DENNIS SCHUPP: There have been administrators who have looked at it and said, well, even though it may not be doing that much good, we get such good publicity out of it that we'll just continue with it.

LEIF ENGER: These are the numbers that have the DNR trying to cut back the program. Of the millions of fry released each spring, the survival rate is 10% at best, and may be as low as 1%. As a result, walleye fishing hasn't been affected in most stocked lakes. Those that were declining continued to decline, with fishing improving in only about one third of the lakes.

Schupp estimates only 4% of all walleye caught by anglers are hatchery fish. Still, the program has wide and steadfast support. Standing on his dock on Pelican Lake, North of Brainerd, Harvey Roggenkamp says stocking has made this lake a hotspot.

HARVEY ROGGENKAMP: Well, yes, we catch walleyes. Lots of walleyes. Last year-- I really shouldn't give out secrets like this. But last year, in the first three days of fishing season, there were seven of us alternating. And in three days, we took 54 walleyes.

LEIF ENGER: Roggenkamp is the longtime president of the Pelican Lake Association, which has periodically contributed to the stocking effort, buying the DNR, a new dock here, a new set of hatching jars there. Because Pelican Lake is spring-fed with no large inlet or outlet, it's not a natural walleye. Lake Roggenkamp agrees that stocking doesn't work everywhere, but says, it does work here. And he fears the new direction the department is taking.

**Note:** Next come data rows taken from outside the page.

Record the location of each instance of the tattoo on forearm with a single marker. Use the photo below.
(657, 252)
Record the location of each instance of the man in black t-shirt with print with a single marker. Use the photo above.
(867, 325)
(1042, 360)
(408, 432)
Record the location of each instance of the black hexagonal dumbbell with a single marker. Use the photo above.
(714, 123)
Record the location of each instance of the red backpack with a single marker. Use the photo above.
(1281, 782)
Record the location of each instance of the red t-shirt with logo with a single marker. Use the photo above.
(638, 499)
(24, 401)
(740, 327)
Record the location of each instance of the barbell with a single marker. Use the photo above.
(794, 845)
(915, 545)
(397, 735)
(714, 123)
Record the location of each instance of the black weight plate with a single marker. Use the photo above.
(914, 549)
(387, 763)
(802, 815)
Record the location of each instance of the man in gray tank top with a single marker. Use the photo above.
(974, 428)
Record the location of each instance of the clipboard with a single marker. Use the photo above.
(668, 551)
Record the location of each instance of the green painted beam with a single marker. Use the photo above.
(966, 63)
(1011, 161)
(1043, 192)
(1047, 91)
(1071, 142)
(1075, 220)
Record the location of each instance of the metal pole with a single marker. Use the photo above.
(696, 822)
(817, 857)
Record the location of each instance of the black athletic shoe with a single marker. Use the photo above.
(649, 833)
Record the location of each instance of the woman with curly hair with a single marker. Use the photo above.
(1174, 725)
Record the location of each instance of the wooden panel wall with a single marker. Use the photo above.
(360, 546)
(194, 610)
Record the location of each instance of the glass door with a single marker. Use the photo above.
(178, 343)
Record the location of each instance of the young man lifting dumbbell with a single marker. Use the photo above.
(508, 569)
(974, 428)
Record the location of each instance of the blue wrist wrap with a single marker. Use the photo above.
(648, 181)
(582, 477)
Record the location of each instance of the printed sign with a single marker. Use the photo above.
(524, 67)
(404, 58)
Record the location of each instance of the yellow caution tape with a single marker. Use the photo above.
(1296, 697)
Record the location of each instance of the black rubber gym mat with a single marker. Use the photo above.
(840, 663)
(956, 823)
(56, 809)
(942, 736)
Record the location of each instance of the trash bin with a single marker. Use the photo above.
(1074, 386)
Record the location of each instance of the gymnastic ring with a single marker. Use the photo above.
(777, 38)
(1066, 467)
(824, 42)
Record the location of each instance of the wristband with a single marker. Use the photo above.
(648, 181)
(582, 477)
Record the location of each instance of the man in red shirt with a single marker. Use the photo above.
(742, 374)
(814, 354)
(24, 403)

HARVEY ROGGENKAMP: I mean, if it comes to the point where they're gonna try and tell us that it doesn't help, we're all gonna stand up and tell them they're full of prunes, because we know it does help. I don't see how it couldn't help.

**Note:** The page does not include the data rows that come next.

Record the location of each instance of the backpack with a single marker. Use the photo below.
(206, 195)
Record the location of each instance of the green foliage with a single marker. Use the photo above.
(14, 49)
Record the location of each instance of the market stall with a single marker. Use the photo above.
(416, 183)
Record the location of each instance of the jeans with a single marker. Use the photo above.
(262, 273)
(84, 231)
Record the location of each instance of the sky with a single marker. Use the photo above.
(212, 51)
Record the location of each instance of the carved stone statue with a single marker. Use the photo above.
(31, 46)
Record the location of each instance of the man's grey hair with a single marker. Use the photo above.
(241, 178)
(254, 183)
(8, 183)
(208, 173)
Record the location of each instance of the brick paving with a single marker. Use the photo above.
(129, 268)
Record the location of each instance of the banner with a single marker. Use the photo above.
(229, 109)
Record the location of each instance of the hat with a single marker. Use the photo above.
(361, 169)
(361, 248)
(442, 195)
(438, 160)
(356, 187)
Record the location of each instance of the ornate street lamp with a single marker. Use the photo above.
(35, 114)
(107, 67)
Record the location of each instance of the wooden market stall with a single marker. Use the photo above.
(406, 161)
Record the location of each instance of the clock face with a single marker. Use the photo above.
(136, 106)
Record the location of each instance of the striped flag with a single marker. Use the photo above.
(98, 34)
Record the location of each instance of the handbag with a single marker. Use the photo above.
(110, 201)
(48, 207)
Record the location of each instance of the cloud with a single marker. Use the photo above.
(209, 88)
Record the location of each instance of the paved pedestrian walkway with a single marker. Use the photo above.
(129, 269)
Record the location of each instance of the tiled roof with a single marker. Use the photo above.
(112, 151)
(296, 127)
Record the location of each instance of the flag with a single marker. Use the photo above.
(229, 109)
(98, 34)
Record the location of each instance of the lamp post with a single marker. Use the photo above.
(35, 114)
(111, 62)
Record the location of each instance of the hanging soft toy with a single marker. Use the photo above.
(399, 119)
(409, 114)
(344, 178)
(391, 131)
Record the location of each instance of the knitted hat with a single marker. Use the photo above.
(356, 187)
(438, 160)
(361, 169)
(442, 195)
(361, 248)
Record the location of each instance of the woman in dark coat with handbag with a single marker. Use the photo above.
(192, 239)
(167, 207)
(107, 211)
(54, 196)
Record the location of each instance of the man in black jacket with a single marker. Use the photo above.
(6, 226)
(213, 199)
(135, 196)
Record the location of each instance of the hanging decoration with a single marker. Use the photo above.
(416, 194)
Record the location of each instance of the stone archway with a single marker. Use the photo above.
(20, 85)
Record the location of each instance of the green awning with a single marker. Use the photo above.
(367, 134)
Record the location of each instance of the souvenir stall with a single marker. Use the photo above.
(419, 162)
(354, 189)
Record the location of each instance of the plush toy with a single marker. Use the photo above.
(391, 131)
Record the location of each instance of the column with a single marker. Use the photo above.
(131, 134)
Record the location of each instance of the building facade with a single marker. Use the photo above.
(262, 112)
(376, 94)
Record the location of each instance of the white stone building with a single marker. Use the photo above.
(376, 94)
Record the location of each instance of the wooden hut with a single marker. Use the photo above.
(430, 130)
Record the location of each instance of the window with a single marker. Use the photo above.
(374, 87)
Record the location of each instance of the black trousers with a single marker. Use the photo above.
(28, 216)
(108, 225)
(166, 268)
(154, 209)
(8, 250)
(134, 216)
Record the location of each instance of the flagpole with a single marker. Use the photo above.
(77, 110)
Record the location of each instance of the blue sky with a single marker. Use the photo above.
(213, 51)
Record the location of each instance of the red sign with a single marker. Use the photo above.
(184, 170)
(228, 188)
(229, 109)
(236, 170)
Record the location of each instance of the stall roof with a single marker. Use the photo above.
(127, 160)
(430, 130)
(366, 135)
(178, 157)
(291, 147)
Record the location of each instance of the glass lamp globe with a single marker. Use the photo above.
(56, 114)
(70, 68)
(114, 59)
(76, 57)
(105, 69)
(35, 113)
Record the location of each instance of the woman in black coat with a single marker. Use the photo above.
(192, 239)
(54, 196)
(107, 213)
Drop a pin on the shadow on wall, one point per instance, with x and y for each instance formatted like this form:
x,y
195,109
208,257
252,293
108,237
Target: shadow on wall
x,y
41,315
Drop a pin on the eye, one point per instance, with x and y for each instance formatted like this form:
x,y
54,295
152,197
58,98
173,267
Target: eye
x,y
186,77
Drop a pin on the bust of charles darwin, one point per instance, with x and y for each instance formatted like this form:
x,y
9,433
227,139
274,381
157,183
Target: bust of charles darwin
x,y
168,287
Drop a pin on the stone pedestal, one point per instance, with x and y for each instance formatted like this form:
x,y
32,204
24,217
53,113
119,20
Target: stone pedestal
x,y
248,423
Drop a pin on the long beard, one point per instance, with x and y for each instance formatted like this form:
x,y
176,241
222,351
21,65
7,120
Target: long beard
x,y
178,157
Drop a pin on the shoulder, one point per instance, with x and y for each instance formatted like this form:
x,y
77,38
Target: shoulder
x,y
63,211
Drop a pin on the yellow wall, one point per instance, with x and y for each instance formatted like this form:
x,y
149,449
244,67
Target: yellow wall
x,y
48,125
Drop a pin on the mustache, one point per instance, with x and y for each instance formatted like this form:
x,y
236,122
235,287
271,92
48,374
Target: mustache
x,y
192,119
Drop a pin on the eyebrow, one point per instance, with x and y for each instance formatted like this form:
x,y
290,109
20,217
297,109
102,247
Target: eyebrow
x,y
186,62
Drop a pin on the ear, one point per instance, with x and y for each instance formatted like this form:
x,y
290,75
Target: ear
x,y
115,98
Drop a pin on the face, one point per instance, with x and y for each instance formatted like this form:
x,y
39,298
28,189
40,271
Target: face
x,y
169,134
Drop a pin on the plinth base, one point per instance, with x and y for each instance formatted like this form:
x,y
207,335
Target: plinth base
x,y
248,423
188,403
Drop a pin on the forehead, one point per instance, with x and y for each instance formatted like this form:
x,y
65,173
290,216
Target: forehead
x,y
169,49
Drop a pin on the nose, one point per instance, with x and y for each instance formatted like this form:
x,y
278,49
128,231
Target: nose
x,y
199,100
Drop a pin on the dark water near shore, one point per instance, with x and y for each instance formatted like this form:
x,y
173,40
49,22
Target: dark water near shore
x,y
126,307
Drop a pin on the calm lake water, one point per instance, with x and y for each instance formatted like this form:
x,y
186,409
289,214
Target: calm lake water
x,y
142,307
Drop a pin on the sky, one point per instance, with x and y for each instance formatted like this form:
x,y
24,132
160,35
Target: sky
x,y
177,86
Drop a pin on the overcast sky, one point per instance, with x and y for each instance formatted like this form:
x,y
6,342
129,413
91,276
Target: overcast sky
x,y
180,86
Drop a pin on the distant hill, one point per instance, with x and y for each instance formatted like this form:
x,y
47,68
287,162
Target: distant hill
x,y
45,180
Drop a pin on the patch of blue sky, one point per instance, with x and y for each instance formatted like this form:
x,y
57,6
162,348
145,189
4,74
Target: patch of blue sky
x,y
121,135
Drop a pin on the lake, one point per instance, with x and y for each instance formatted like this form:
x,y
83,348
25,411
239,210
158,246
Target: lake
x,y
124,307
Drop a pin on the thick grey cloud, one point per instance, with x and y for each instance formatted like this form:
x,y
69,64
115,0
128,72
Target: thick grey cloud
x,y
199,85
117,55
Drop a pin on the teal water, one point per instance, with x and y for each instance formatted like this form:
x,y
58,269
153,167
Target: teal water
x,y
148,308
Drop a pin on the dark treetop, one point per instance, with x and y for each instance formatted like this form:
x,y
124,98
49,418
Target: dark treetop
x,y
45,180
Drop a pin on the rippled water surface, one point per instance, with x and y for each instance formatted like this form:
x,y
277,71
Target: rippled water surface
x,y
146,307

LEIF ENGER: Those who believe in stocking have an influential ally in DFL Senator Bob Lessard of International Falls. Lessard chairs the Senate Environment and Natural Resources Committee and is a fishing guide during the summer.

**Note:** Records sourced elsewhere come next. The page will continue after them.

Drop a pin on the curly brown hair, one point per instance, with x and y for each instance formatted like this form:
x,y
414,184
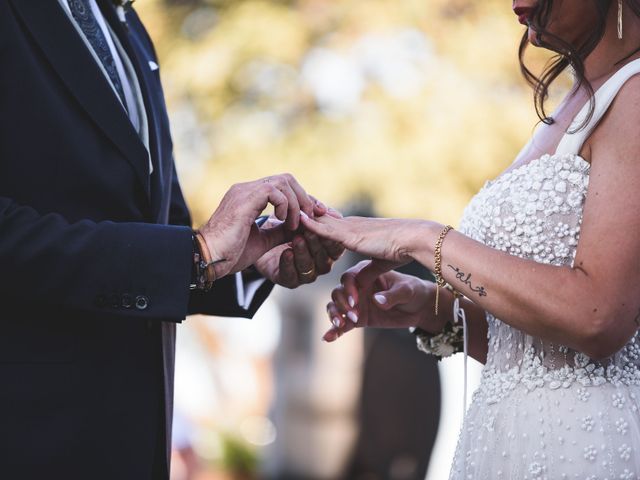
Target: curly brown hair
x,y
567,55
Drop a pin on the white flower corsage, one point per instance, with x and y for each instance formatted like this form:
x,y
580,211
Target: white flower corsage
x,y
443,344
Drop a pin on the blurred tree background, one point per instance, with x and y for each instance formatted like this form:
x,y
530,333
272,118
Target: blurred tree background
x,y
412,103
409,104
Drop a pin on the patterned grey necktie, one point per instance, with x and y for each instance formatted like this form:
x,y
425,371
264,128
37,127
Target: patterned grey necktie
x,y
81,11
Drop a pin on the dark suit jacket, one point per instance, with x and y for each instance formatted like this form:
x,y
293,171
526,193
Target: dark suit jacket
x,y
95,257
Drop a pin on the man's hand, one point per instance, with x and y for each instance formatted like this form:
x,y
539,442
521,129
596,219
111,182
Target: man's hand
x,y
234,240
300,261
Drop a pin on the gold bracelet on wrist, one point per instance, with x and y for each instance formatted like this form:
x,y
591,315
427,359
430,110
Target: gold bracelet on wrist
x,y
440,283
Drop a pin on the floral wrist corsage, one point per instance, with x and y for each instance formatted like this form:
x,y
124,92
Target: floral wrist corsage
x,y
443,344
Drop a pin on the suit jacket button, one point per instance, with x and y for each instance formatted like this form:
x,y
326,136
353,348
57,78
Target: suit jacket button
x,y
114,300
100,301
142,302
127,301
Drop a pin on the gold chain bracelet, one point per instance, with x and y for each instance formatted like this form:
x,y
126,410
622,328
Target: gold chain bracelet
x,y
438,265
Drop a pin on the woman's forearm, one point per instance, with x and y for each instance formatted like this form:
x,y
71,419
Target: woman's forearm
x,y
559,304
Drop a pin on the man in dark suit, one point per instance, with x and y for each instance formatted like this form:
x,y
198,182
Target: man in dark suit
x,y
98,261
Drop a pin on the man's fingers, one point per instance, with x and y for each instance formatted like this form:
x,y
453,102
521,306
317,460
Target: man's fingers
x,y
319,208
333,249
304,201
344,304
350,288
303,261
334,333
274,236
279,201
335,317
293,211
287,274
398,294
320,255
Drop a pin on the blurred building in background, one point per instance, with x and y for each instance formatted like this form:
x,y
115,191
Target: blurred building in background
x,y
411,103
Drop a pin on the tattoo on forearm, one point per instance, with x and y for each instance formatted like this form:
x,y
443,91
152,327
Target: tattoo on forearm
x,y
466,279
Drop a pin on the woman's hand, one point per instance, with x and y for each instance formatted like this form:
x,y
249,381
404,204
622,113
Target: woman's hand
x,y
232,236
383,238
371,296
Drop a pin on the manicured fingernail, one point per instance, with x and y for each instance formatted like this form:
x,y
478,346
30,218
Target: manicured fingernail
x,y
381,299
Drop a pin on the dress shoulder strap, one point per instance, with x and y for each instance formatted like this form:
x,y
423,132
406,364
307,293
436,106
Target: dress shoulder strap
x,y
571,143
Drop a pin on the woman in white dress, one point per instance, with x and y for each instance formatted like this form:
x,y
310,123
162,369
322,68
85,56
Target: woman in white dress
x,y
547,258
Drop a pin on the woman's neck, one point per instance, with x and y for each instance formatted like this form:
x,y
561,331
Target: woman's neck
x,y
606,57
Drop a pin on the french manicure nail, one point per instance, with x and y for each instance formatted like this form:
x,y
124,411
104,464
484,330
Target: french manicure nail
x,y
381,299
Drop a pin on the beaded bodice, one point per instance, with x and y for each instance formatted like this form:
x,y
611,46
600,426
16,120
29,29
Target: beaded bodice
x,y
534,211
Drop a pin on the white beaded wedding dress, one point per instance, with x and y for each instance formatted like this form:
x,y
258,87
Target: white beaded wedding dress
x,y
544,411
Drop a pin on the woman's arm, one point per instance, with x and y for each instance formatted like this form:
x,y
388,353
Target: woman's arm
x,y
372,297
593,306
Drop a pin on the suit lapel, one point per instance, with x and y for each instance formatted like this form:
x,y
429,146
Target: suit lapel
x,y
75,65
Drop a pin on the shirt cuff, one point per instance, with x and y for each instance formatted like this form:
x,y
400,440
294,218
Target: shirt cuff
x,y
245,291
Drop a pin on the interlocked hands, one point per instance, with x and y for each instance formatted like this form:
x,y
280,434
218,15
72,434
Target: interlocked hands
x,y
282,250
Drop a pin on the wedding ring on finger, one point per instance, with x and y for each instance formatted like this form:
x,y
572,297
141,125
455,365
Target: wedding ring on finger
x,y
308,273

Like Harvey Roggenkamp, Lessard is critical of the DNR's turnaround on stocking. He says, the program has involved more lakeshore owners in taking care of the resource through cooperative projects. And he says, it's worth supporting, even if most of the hatchery fish never see middle-age.

BOB LESSARD: There's a psychological benefit of bringing people on board and doing it and saying, hey, you know what happened last year? We put 100,000 walleyes in that little lake out there. If you're gonna waste money-- and I don't think it is. If you're gonna waste money, that's a good way to waste it.

LEIF ENGER: The DNR says it has no intention of halting stocking, only of doing it more selectively. In lakes where it's worked well, and not in lakes where walleye can't flourish. That's likely to be unpopular with some lakeshore groups and fishing clubs. But as one DNR official said, in times of tight budgets, a program that only works occasionally is pretty hard to defend. Leif Enger, Main Street Radio, Brainerd.